以下の記事では、源泉徴収制度の対象となる事業者や税金の納付方法、年末調整の概要や確定申告との違いなどを解説しています。税制度への理解を深めたい方は、併せてご覧ください。

関連記事:源泉徴収制度について|対象となる事業者や計算方法、税金の納付方法などを解説

関連記事:年末調整とは?確定申告との違いや実施期間、必要書類の書き方

社会保険の手続きをするため

社会保険の手続きにおいても、会社は届出書類に従業員のマイナンバーを記載する必要があります。たとえば、健康保険や厚生年金保険、雇用保険の加入・更新手続きを行う場合です。

健康保険や厚生年金保険は雇入時のみでなく、従業員の被扶養者に異動があったときや育児休業を取得したときにも、マイナンバーの記載が必要です。雇用保険に関しては、従業員が就職・退職した際に提出する、資格取得届や資格喪失届に記載します。
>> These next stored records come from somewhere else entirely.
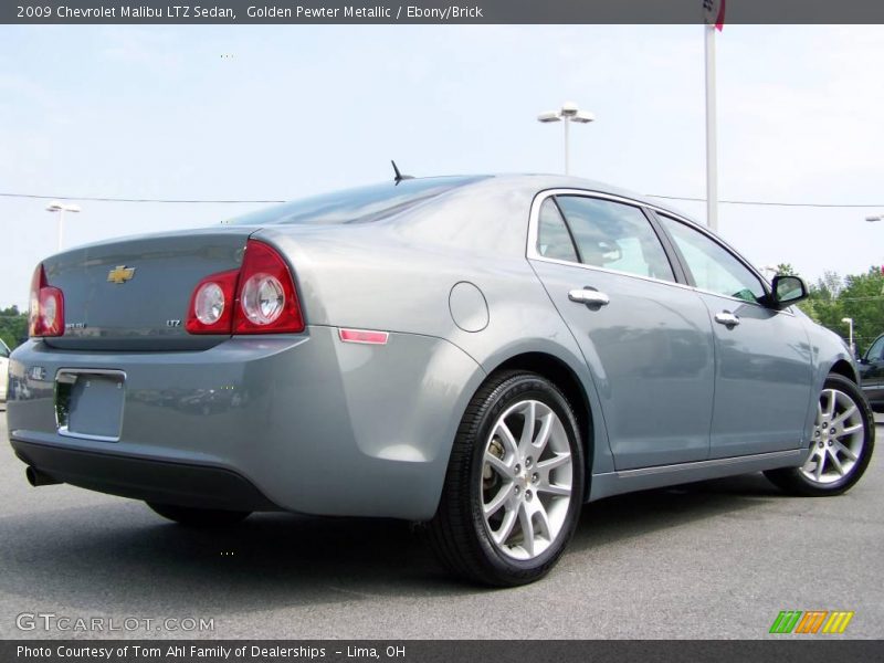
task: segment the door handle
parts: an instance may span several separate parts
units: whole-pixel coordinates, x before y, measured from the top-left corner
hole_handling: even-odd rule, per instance
[[[723,311],[722,313],[716,313],[715,322],[718,323],[719,325],[724,325],[728,329],[733,329],[734,327],[739,325],[739,318],[729,311]]]
[[[578,304],[586,304],[588,306],[608,306],[611,303],[611,297],[604,293],[594,290],[572,290],[568,292],[568,298]]]

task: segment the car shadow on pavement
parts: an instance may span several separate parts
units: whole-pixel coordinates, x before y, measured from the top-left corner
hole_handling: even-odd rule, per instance
[[[583,506],[571,547],[611,546],[780,498],[787,496],[760,473],[617,495]]]
[[[48,490],[71,488],[41,488]],[[750,475],[611,497],[585,507],[572,547],[615,547],[776,495],[764,477]],[[222,615],[483,591],[452,580],[427,537],[397,520],[259,514],[229,528],[189,529],[139,503],[107,499],[0,518],[0,592],[36,608],[139,613],[164,606]]]

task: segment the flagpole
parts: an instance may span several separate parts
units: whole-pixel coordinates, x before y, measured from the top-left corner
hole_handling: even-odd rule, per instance
[[[718,144],[715,118],[715,24],[706,31],[706,224],[718,231]]]

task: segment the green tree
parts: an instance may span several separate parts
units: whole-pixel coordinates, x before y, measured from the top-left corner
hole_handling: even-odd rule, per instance
[[[18,306],[0,308],[0,338],[14,348],[28,337],[28,315]]]
[[[884,274],[878,267],[844,278],[835,272],[825,272],[810,286],[810,296],[799,306],[842,338],[848,338],[849,327],[841,320],[853,318],[853,340],[863,351],[878,334],[884,333]]]

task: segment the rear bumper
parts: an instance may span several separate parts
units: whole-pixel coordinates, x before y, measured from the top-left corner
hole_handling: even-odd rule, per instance
[[[60,431],[56,377],[125,375],[118,440]],[[20,457],[66,483],[169,504],[427,519],[484,373],[442,339],[345,344],[333,327],[180,352],[18,348]],[[94,410],[93,410],[94,411]]]
[[[81,488],[159,504],[230,511],[278,511],[249,480],[230,470],[147,461],[12,440],[25,464]]]

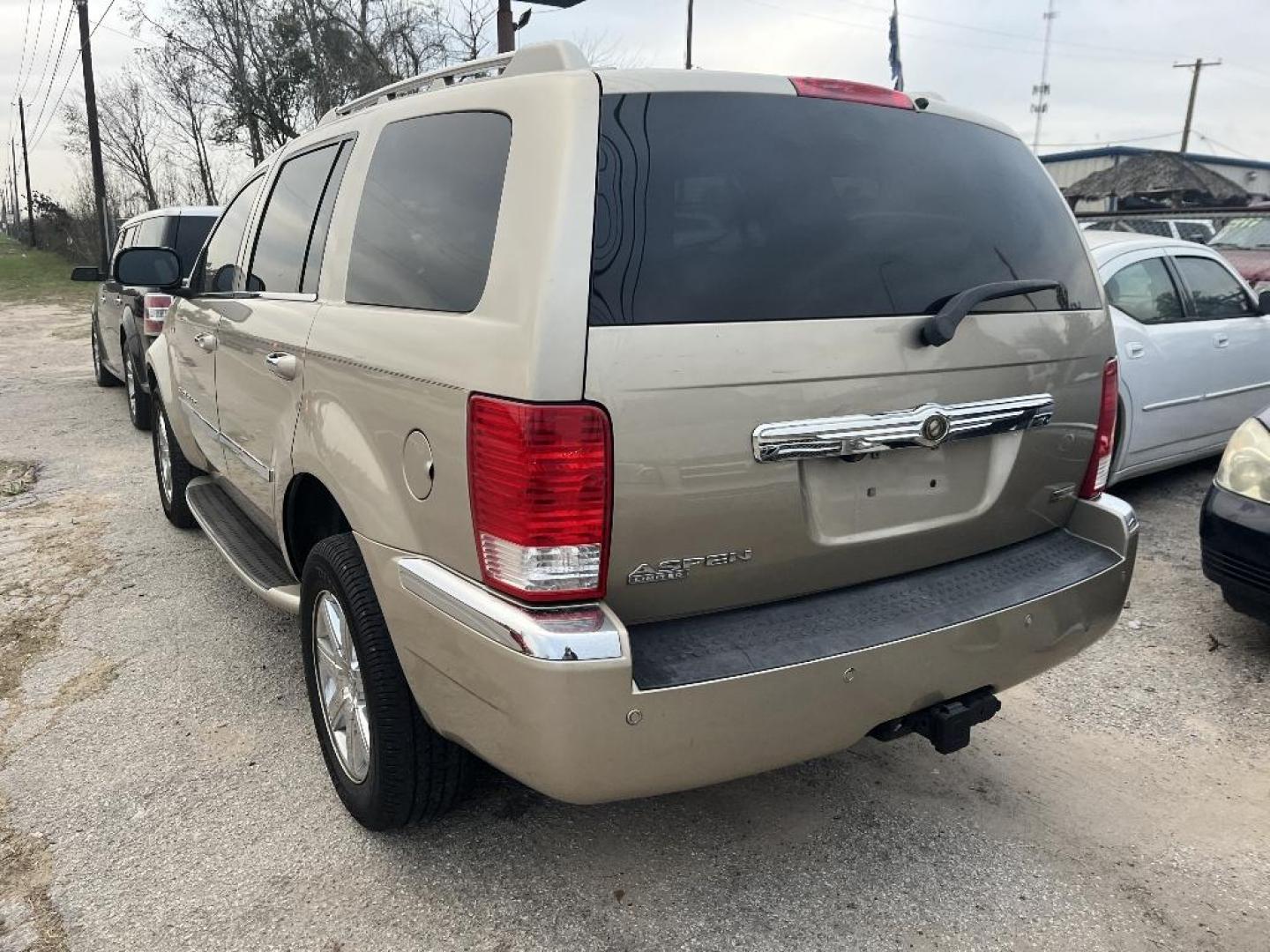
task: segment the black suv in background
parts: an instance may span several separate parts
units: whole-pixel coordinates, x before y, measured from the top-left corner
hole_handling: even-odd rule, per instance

社会保険は病気や介護、失業などに備えたもので、制度を維持するには社会保険料の支払いが必要です。社会保険料の詳しい計算方法を知りたい方は、以下の記事をご参照ください。

関連記事:社会保険料の計算方法を解説!毎月の給与と賞与に分けて算出

マイナンバーの提出を従業員に拒否された時の対応

会社は従業員にマイナンバーの提出を求める際、収集の目的を伝えなければなりません。社会保険や税の手続きに必要な旨を説明し、同意を得られない場合は、理由を確認の上で説得を続けましょう。
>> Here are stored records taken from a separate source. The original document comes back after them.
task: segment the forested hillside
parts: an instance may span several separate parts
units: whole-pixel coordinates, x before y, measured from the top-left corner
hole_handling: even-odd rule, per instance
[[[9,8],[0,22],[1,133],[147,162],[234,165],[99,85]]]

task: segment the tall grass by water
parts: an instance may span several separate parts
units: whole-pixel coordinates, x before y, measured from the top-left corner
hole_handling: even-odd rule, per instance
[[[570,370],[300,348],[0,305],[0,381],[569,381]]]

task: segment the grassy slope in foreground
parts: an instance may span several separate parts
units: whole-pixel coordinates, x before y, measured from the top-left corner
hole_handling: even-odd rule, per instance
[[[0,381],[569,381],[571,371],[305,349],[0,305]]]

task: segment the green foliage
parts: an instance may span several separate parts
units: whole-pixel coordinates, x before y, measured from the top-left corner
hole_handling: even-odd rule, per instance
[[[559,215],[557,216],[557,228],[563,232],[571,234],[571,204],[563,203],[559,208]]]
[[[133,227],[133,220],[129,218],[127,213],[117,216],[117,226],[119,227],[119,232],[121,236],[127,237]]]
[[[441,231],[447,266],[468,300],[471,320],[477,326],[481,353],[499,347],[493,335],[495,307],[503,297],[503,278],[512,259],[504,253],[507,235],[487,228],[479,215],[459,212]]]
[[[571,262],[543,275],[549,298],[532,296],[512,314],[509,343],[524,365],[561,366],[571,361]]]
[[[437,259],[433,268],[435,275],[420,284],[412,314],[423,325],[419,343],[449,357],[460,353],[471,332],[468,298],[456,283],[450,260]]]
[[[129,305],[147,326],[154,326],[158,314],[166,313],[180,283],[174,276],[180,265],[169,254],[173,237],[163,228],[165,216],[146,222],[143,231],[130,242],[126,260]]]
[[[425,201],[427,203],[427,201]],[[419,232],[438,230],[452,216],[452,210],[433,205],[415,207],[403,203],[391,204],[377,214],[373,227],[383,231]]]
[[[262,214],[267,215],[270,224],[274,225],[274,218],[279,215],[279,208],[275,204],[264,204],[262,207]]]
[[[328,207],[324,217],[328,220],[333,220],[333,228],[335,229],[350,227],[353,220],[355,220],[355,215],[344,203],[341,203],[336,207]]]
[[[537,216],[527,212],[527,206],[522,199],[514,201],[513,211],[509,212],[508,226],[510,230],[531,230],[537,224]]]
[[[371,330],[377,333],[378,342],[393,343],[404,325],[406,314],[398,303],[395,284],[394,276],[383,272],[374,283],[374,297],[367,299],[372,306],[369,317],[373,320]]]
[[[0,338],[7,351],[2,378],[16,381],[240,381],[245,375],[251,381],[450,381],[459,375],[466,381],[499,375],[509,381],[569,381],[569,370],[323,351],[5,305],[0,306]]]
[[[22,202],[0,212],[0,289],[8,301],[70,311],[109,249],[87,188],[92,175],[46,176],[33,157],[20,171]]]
たとえば、個人情報の漏えいに不安を抱く従業員には、個人情報保護やセキュリティ対策に関する自社の取り組みを伝える必要があります。個人情報を取り扱うためのマニュアル整備や担当者への研修の実施、電子機器へのセキュリティ対策などを丁寧に説明しましょう。

最終的に提出を拒否された場合は、提出の求めに応じてもらえなかった旨を提出書類に記載します。会社側の義務違反でないことを証明するために、提出を求めた日時や拒否までの経緯を詳しく記載することが重要です。拒否の理由は記載不要です。

マイナンバーなしで社会保険の加入は可能?

マイナンバーを提出しない場合も社会保険に加入できますが、以下の影響が生じる可能性があることを、あらかじめ従業員に伝えておく必要があります。

  • 保険証の発行に通常よりも日数を要する
  • 病院などを受診した際、健康保険証の資格確認に差し障る
  • マイナポータルを活用した行政サービスを受けられない
  • 住民票や戸籍謄本の取得に費用がかかる

社会保険の加入手続きに関しては、自社が協会けんぽまたは健康保険組合のいずれに加入しているかで異なります。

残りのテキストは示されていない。